In the past, ARM rates have significantly undercut fixed-loan rates. But the gap has narrowed. In recent weeks, average one-year ARMs have been at 5.51 percent and five-year ARMs at 6.04 percent, compared to 6.32 percent for a 30-year fixed-rate loan. If you opted for an ARM several years ago, when the spread was much wider, you probably saved yourself hundreds of dollars a year in interest rate payments. But that’s not necessarily true today.
The fact that interest rates have recently inched up slightly is also causing concern. Homeowners don’t want to face payment shock if their adjustable rate mortgages reset at a much higher rate. And with rates still at near historic lows, and long- and short-term rates running neck-and-neck, lenders report what they’re calling a “mini refinance boom.”

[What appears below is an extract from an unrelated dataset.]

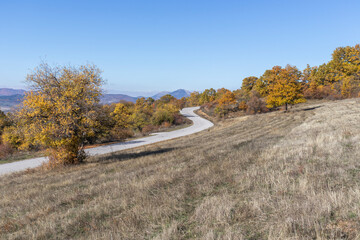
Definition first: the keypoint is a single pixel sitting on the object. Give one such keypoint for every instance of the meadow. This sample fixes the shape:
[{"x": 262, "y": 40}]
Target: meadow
[{"x": 279, "y": 175}]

Most of the activity is coming from a surge in applications from those looking to refinance their existing ARMs with the security of a fixed-rate loan. Jim Svinth, chief economist at LendingTree.com, says, “We’re seeing a lot of people who are saying they’d rather pay an extra half a percent to avoid the risk of a reset on an adjustable rate mortgage in the future.”
And rates don’t have to shoot up to double-digit levels to have a significant impact. Say they increase by just 2 percent to the 8.32 percent 30-year fixed-rate national average they were at in January 2000. On a $200,000 mortgage, your current $1,272.84 monthly payment would increase to $1,512.39, an additional $271.84 a month or $3,262.08 a year.
That’s a considerable chunk of change -- certainly something to think about.